Most image generations complete in 30 to 60 seconds depending on the complexity of your prompt, the aspect ratio, and current server load. Video generation typically takes a bit longer, between 1 and 3 minutes. You can watch a real-time progress bar as your images build to 100%. During peak hours, wait times may be slightly longer, but the Basic plan queue is generally fast for casual use.
Paid Midjourney subscribers generally have rights to use generated images for commercial purposes, including selling art prints, using images in marketing, or incorporating them into products. However, you should read the full Terms of Service at midjourney.com carefully, as specific rights and restrictions depend on your subscription tier. Free trial generations typically do not include commercial use rights.
Stylization (--s) controls how artistic or interpretive Midjourney gets with your prompt — a low value like --s 50 produces more literal, realistic results closely matching your description, while a high value like --s 750 makes the image more expressive and artistically embellished. Chaos (--chaos) controls how different the four generated images are from each other — a low chaos value produces four similar variations, while a high value like --chaos 80 produces four very different interpretations of the same prompt. Use chaos when you want to explore diverse directions from a single prompt.
Conclusion
Midjourney in 2026 is genuinely beginner-friendly, and the hardest part is simply getting started.

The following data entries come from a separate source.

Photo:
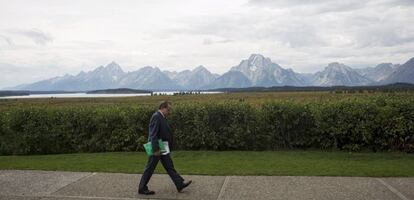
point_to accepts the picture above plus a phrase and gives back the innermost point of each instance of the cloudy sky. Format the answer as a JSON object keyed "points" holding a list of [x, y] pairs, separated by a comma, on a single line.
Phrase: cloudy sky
{"points": [[46, 38]]}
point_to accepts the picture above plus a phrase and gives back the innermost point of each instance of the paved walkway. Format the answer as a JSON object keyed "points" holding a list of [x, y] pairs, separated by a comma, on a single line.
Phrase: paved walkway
{"points": [[46, 185]]}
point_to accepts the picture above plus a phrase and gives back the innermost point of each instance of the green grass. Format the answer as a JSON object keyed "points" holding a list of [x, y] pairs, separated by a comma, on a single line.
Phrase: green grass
{"points": [[292, 163]]}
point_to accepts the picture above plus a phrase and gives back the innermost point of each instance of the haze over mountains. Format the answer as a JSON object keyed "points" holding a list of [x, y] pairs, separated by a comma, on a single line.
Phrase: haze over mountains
{"points": [[257, 70]]}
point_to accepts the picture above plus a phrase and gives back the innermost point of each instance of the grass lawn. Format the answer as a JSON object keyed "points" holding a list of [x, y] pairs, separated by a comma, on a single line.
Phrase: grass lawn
{"points": [[293, 163]]}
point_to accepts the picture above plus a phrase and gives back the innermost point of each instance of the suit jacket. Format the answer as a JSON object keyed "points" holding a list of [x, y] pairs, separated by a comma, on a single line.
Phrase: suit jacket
{"points": [[159, 129]]}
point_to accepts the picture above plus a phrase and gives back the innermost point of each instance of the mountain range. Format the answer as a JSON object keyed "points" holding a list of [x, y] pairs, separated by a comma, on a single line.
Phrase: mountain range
{"points": [[256, 71]]}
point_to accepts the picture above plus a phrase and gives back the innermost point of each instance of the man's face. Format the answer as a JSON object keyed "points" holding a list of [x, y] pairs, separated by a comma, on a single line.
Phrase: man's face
{"points": [[167, 111]]}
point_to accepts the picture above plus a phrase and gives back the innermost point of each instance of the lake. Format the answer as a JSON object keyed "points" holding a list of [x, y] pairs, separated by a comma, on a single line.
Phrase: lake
{"points": [[84, 95]]}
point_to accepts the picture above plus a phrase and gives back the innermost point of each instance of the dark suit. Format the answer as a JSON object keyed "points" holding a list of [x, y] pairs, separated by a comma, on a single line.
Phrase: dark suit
{"points": [[159, 129]]}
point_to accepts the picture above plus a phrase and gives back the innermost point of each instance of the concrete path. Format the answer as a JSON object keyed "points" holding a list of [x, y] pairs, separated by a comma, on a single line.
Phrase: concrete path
{"points": [[46, 185]]}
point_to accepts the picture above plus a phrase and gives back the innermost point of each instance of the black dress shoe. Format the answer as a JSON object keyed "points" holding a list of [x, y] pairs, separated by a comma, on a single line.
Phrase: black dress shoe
{"points": [[184, 185], [146, 192]]}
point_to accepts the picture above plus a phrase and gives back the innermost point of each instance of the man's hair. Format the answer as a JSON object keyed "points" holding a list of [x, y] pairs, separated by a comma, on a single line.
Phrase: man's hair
{"points": [[164, 104]]}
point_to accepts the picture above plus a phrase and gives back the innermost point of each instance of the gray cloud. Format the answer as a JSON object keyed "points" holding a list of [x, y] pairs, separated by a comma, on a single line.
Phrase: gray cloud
{"points": [[39, 37], [314, 6]]}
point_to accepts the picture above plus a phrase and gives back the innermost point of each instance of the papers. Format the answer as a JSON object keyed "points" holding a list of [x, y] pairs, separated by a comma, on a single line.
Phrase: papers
{"points": [[166, 149]]}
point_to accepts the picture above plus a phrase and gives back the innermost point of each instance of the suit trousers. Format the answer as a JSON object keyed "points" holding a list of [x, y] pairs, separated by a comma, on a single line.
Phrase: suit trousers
{"points": [[168, 166]]}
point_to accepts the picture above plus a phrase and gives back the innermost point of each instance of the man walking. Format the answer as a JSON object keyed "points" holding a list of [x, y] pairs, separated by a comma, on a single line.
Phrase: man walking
{"points": [[159, 129]]}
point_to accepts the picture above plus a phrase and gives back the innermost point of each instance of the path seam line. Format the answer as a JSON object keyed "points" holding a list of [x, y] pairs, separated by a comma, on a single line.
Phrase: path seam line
{"points": [[77, 181], [223, 187], [392, 189]]}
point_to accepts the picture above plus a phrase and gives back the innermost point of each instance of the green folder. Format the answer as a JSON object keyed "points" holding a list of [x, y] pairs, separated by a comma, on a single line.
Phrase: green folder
{"points": [[148, 147]]}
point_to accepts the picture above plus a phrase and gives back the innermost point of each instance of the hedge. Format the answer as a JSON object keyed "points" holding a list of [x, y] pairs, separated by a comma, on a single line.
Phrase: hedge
{"points": [[375, 124]]}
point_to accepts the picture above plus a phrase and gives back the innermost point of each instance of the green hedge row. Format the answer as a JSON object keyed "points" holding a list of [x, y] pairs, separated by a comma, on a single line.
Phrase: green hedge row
{"points": [[377, 124]]}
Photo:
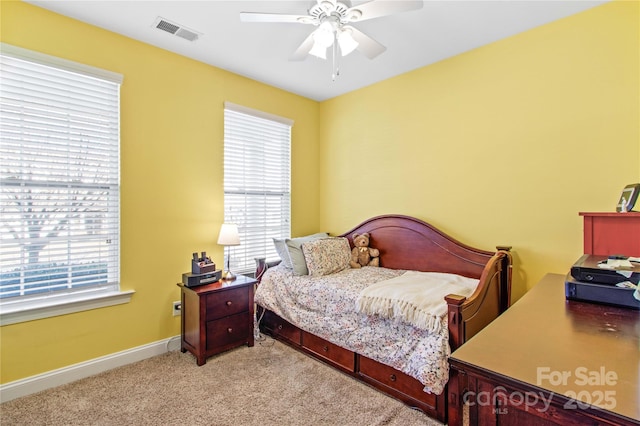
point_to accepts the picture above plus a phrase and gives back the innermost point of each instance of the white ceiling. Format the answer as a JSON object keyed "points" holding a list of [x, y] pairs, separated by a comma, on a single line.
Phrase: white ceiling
{"points": [[260, 51]]}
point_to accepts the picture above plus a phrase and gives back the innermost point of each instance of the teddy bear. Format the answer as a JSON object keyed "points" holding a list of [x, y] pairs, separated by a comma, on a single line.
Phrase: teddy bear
{"points": [[362, 254]]}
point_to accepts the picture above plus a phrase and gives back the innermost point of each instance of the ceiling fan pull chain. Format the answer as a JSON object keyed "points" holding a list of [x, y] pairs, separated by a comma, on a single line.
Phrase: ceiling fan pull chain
{"points": [[336, 68]]}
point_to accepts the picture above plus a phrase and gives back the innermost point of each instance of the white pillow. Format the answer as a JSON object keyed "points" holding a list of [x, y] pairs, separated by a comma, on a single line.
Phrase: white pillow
{"points": [[326, 256], [291, 254]]}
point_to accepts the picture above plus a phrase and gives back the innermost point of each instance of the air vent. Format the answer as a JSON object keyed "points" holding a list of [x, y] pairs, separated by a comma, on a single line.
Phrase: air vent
{"points": [[176, 29]]}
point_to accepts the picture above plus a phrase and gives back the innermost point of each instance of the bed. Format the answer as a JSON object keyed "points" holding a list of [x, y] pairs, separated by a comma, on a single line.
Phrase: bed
{"points": [[322, 314]]}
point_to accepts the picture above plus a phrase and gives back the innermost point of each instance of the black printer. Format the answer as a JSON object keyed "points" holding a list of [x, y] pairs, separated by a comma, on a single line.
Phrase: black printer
{"points": [[601, 279]]}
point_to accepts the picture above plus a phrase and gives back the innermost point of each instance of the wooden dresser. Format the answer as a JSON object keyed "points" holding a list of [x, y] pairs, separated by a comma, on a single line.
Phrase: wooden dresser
{"points": [[549, 361]]}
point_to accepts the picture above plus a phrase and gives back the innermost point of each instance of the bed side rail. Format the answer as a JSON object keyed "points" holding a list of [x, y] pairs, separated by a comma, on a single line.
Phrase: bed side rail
{"points": [[467, 316]]}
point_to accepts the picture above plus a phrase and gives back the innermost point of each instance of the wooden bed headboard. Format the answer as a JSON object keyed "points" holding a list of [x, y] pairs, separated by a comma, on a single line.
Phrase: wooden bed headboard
{"points": [[409, 243]]}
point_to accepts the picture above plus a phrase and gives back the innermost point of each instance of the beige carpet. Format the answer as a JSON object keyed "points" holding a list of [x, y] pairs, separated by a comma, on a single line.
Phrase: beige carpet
{"points": [[269, 384]]}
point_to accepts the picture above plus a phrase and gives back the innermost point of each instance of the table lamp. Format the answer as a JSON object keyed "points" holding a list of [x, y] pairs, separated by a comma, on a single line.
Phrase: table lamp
{"points": [[228, 237]]}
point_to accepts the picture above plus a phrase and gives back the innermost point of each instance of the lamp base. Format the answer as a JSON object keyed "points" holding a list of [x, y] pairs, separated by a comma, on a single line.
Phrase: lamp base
{"points": [[228, 276]]}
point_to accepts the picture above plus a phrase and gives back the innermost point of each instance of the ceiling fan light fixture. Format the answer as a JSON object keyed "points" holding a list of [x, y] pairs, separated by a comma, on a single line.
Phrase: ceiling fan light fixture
{"points": [[353, 15], [318, 51], [346, 41], [324, 35]]}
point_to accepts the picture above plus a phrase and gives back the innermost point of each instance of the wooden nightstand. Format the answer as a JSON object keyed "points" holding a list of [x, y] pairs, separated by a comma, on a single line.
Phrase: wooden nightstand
{"points": [[217, 317]]}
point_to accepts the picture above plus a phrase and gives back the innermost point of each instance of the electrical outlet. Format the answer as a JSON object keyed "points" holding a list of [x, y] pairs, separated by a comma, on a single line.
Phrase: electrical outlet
{"points": [[176, 308]]}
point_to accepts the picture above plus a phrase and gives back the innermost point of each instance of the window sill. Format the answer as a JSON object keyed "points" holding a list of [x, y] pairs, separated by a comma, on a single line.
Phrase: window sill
{"points": [[17, 314]]}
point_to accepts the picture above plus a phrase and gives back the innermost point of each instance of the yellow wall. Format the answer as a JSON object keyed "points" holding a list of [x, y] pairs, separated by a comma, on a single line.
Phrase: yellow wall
{"points": [[172, 195], [529, 117], [504, 144]]}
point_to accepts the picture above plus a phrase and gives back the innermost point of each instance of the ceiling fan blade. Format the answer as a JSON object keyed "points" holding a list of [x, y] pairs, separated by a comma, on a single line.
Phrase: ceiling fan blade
{"points": [[273, 17], [368, 46], [303, 50], [378, 8]]}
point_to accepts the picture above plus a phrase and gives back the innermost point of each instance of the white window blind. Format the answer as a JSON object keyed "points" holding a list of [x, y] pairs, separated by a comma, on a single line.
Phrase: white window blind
{"points": [[257, 187], [59, 178]]}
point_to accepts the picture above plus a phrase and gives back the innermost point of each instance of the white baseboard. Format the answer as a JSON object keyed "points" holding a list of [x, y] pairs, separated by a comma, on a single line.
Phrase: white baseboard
{"points": [[61, 376]]}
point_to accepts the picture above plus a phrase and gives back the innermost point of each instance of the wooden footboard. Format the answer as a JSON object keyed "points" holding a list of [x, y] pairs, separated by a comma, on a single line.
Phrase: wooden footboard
{"points": [[411, 244]]}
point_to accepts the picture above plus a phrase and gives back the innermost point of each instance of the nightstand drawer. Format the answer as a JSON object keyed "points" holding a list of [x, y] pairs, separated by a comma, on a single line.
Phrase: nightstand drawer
{"points": [[227, 331], [227, 302]]}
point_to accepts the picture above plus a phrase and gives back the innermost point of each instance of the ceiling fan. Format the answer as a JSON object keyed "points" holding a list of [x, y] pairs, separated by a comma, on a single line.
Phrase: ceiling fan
{"points": [[332, 19]]}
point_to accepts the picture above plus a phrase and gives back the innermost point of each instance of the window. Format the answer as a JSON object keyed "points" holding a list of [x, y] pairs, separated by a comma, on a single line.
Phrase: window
{"points": [[257, 187], [59, 181]]}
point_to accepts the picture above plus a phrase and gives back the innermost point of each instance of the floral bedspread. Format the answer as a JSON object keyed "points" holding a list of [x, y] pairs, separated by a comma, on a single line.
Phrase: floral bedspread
{"points": [[326, 307]]}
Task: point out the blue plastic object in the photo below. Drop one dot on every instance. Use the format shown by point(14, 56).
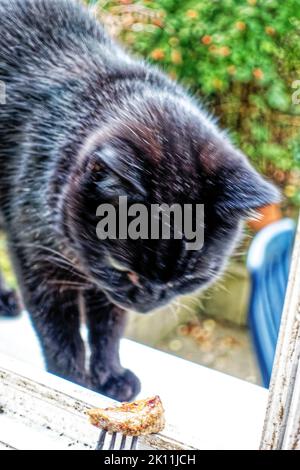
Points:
point(268, 263)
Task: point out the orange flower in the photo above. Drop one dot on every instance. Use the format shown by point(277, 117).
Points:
point(270, 30)
point(176, 57)
point(240, 25)
point(258, 74)
point(217, 83)
point(224, 51)
point(158, 54)
point(206, 40)
point(231, 69)
point(173, 41)
point(193, 14)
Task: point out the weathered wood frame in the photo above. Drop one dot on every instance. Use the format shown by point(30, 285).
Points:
point(282, 424)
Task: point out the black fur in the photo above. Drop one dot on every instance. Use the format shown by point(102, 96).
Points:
point(73, 98)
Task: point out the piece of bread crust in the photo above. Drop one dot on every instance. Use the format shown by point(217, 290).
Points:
point(131, 419)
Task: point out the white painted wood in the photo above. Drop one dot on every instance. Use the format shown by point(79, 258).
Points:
point(282, 423)
point(205, 409)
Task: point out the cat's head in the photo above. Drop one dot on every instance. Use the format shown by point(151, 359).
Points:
point(164, 151)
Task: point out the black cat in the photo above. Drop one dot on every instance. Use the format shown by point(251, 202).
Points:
point(84, 123)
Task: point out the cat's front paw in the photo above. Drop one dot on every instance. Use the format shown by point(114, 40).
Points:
point(123, 386)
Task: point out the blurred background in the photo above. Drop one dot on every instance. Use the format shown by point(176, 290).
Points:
point(241, 59)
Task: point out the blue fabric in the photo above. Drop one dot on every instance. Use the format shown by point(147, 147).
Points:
point(268, 263)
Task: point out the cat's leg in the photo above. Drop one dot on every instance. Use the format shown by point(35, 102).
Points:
point(56, 319)
point(106, 324)
point(9, 305)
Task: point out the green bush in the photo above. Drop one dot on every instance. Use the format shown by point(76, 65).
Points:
point(240, 56)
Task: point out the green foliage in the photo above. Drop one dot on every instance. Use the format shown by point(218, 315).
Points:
point(241, 56)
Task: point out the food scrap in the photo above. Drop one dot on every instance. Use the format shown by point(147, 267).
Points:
point(131, 419)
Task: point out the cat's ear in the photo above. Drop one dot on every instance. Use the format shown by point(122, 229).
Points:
point(243, 190)
point(117, 165)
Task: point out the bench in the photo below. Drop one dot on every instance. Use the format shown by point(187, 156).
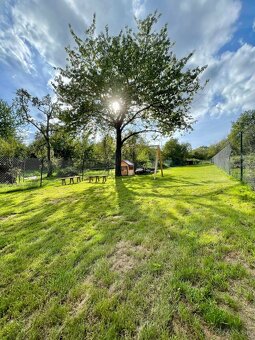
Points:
point(71, 179)
point(97, 178)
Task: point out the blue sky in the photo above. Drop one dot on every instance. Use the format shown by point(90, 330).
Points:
point(33, 34)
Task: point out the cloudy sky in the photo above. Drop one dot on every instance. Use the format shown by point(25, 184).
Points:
point(33, 34)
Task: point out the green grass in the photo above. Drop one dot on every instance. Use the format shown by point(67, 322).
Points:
point(135, 258)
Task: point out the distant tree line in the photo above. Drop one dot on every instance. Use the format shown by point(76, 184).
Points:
point(68, 145)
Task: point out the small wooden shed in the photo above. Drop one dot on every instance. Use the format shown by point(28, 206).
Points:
point(127, 168)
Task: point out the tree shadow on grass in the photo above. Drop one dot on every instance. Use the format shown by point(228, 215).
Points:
point(62, 242)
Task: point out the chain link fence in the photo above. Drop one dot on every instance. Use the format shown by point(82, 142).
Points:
point(34, 170)
point(238, 157)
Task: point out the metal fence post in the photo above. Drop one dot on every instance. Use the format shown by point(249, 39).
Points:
point(241, 156)
point(41, 172)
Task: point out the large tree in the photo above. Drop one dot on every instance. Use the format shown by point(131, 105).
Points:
point(176, 152)
point(130, 83)
point(9, 121)
point(46, 110)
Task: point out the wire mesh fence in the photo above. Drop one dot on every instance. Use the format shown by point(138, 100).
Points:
point(35, 171)
point(238, 157)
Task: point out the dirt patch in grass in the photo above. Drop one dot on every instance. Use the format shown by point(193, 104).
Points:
point(126, 256)
point(235, 258)
point(246, 309)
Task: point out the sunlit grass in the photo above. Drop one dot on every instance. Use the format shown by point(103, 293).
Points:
point(132, 258)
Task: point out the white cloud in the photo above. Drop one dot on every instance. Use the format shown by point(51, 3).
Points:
point(231, 86)
point(39, 29)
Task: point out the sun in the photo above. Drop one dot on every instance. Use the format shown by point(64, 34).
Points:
point(115, 105)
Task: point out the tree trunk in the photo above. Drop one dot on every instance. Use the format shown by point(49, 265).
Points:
point(50, 168)
point(118, 152)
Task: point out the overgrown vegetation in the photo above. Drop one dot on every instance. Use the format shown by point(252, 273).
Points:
point(134, 258)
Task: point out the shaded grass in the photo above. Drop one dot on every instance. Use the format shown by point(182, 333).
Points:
point(132, 258)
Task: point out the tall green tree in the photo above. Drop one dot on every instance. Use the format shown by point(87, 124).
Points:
point(28, 106)
point(176, 152)
point(9, 121)
point(130, 83)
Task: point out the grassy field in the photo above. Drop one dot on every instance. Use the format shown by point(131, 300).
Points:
point(135, 258)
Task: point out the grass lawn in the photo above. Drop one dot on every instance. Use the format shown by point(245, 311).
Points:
point(171, 258)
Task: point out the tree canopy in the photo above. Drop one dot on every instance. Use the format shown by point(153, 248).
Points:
point(9, 121)
point(129, 83)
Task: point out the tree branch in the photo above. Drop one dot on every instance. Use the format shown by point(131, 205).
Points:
point(134, 116)
point(138, 132)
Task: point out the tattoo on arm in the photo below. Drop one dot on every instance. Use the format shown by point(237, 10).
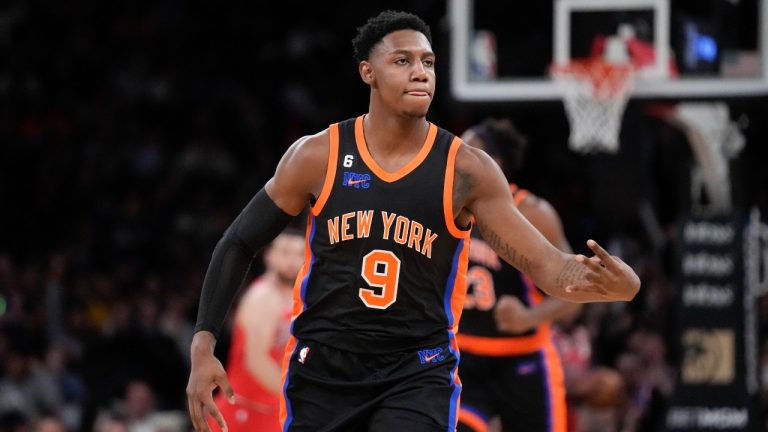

Once you've created your account, written your first prompt, and seen your first four images appear in real time, the learning curve flattens quickly. Focus on building simple prompts first, explore the Explore tab daily for inspiration, and use the Describe tool to reverse-engineer styles you love. The more you experiment, the faster your skills develop — and the results can be genuinely stunning with very little practice.